Hana bergegas mengantar pesanan pembeli ke meja tanpa menghiraukan permintaan Santi. Dengan ramah, gadis itu menaruh minuman dan makanan di meja pembeli.
Saat hendak kembali ke dapur, Hana tak sengaja berpapasan dengan Yudis yang baru saja datang. Alih-alih memedulikan kehadiran pemuda itu, Hana mempercepat langkahnya. Tentu saja, Yudis yang berjalan tepat di sebelahnya, langsung memegang tangan Hana.
"Kenapa kamu pura-pura nggak kenal gitu, sih? Aku sakit hati, tau!" bisik Yudis di telinga Hana.
Hana menoleh sembari menatap nyalang wajah pemuda itu. "Lepasin atau aku teriak sekarang."

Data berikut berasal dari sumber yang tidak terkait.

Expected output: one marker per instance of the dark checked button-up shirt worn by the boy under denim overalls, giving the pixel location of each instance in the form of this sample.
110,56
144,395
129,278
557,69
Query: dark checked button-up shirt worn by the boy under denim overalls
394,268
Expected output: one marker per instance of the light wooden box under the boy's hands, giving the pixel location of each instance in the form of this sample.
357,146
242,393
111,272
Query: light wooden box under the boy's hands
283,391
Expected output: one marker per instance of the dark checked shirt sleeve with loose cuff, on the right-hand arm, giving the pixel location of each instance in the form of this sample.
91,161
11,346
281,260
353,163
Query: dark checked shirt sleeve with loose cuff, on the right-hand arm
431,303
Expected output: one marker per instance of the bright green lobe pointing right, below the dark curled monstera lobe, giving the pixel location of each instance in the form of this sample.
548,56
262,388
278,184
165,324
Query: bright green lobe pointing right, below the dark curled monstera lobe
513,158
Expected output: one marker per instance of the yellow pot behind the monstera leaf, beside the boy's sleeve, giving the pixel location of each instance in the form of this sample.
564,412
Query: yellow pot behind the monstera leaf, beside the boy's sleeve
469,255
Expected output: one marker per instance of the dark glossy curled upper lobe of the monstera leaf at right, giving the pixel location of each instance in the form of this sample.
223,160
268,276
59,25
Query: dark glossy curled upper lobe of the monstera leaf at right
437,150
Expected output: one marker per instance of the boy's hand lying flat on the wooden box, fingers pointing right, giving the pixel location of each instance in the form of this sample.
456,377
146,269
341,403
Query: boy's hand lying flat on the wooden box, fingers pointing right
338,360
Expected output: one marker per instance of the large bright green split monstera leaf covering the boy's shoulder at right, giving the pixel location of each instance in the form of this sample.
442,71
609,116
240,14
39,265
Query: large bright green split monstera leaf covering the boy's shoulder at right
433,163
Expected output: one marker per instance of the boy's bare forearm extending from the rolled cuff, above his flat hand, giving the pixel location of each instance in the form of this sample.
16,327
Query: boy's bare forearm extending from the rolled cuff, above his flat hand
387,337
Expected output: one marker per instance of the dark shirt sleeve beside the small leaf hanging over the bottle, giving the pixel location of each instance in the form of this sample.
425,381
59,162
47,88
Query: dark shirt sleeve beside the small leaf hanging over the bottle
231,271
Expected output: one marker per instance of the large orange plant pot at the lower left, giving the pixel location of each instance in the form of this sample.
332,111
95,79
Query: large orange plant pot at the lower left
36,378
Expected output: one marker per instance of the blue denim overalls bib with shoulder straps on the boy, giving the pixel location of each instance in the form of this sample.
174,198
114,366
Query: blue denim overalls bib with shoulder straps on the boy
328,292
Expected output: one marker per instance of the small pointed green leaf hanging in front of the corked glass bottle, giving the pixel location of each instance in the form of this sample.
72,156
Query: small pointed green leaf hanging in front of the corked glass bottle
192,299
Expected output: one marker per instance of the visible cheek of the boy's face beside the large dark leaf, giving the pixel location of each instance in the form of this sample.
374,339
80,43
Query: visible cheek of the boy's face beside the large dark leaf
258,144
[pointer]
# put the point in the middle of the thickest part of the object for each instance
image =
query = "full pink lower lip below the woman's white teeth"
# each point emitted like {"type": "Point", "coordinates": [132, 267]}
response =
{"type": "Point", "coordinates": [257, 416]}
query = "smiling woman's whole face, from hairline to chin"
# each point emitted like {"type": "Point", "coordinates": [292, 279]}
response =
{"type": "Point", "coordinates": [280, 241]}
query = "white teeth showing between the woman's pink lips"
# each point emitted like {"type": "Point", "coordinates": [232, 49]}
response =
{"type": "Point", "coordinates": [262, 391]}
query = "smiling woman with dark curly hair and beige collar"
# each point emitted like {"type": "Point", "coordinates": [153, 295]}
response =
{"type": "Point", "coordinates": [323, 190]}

"Tenang saja. Aku nggak bakal ngapa-ngapain kamu, kok. Aku cuma mau minta sesuatu dari kamu," kata Yudis sembari mengulas senyum tipis.
"Apa?"
"Malam ini kamu datang ke acara perjamuan makan malam sama aku, ya."
"Kalau aku nggak mau, gimana?"
"Aku akan mengulangi perbuatan yang sama ke keluarga kamu."
"Sialan!"
"Jadi, gimana? Setuju atau enggak?"
Hana menghela napas dalam-dalam, kemudian mengangguk pelan. "Hanya itu saja, kan?"
"Iya."
Hana melepaskan genggaman Yudis, lalu melengos ke dapur kafe.